L’atmosphère était tendue. Ce n’était pas le moment idéal pour voyager. La circulation était interdite entre Vavoua et Daloa. Tout voyageur non identifié pouvait être considéré comme suspect, et être la cible des mitraillettes d’une des factions opposées. Le samedi 9 novembre 2002 au matin, nous avons pourtant quitté Vavoua à vélo, en direction de Daloa, comme je le raconte au début de ce récit.

Très vite nous sommes tombés sur un poste de contrôle militaire, le premier d’une longue série ! On nous a soigneusement fouillés, puis autorisés à poursuivre notre route. C’était un trajet interminable et éprouvant. Quand il y avait une colline à franchir, nous marchions jusqu’en haut puis, tous deux assis sur le vélo, nous nous laissions glisser jusqu’en bas.

À un moment, un autre cycliste nous a proposé son aide. Je me suis donc assis sur son petit porte-bagages. Puis, comme cet aimable inconnu poursuivait sa route à nos côtés, j’ai saisi cette occasion pour lui parler du Royaume de Dieu. Je lui ai expliqué que le gouvernement de Dieu est céleste et qu’il apportera sous peu une paix durable sur la terre. Stupéfait de ce qu’il entendait, il a commencé à me bombarder de questions. Quand nous sommes arrivés à Daloa, il nous a acheté à manger, et a promis d’assister à l’assemblée le lendemain matin.

Nous avions rejoint Daloa tard le soir, épuisés, mais heureux d’avoir atteint notre destination. Notre parcours de neuf heures n’avait pas été facile. Mais une famille de Témoins de la ville nous a chaleureusement accueillis et nous a proposé de rester chez elle en attendant que le climat politique s’apaise un peu. Malheureusement, du fait de toute cette agitation, l’assemblée a dû être annulée. Cependant, le voyage n’a pas été en vain. Il m’a ouvert la voie à d’autres privilèges de service en faveur de mes compagnons chrétiens de Daloa.

Ma détermination m’a procuré des bénédictions

Aujourd’hui, je suis bien occupé dans une congrégation de Daloa où je sers comme assistant ministériel et comme pionnier. Je participe aussi à l’entretien de la Salle d’assemblées des Témoins de Jéhovah de Daloa.
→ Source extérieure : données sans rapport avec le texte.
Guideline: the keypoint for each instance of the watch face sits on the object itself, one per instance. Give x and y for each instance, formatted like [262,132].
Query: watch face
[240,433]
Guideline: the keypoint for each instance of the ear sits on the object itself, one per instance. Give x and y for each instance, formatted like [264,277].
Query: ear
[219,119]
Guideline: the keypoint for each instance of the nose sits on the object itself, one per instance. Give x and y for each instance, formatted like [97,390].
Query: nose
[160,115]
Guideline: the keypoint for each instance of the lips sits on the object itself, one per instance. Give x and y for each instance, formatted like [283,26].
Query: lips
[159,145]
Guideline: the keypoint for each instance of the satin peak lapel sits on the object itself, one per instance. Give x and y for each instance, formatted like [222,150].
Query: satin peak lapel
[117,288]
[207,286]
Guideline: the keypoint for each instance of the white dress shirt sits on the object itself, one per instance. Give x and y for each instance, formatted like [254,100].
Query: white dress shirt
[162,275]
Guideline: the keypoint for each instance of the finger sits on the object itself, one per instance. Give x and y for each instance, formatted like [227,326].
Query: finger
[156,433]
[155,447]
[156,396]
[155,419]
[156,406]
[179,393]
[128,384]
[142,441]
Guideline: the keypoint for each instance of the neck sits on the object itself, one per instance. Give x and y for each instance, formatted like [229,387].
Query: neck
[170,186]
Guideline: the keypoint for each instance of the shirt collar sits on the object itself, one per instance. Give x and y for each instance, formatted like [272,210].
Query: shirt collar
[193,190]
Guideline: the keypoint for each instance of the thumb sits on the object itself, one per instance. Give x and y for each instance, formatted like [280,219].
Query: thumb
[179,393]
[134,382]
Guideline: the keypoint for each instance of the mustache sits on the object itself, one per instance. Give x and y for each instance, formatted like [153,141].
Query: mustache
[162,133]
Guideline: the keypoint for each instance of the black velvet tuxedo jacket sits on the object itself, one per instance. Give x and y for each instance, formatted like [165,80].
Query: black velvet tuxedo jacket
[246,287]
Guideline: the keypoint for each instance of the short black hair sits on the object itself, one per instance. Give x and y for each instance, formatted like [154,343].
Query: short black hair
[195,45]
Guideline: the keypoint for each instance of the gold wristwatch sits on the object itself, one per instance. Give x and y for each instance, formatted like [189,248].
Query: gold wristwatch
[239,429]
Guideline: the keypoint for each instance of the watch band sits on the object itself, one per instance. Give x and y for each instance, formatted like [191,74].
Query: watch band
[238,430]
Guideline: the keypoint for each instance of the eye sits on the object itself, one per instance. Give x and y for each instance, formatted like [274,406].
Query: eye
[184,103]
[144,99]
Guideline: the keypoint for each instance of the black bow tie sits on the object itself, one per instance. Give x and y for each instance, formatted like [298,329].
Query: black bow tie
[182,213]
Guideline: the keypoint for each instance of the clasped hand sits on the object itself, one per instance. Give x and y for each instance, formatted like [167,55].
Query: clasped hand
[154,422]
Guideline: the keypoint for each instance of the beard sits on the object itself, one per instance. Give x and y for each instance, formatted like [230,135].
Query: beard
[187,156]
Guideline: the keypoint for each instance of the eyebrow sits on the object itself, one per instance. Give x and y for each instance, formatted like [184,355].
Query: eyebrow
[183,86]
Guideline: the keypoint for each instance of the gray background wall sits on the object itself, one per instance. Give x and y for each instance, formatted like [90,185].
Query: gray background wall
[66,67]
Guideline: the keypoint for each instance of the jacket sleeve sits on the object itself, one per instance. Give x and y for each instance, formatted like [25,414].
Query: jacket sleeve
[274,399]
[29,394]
En ce qui concerne mes besoins matériels, je confectionne des papillons en bois que je vends. Je peins également des enseignes, pour les commerces par exemple.

Depuis l’époque où je ne quittais la maison que pour aller à l’école, j’ai parcouru bien des kilomètres pour trouver des personnes qui cherchent ardemment les vraies réponses aux raisons d’être de la maladie et de la souffrance. Et en attendant que le Royaume de Dieu efface toutes les infirmités, je continuerai à partager avec les habitants de Côte d’Ivoire le réconfort que nous apporte la connaissance des desseins de Dieu.

[Note]

^ § 9 Selon les croyances animistes, les animaux, les plantes et les autres objets de la nature auraient une vie consciente.

[Illustration, page 13]

En route pour l’assemblée de Daloa.

[Illustration, page 13]

Je participe à l’entretien de notre Salle d’assemblées de Daloa.

[Illustration, page 13]

Je subviens à mes besoins en fabriquant des papillons en bois.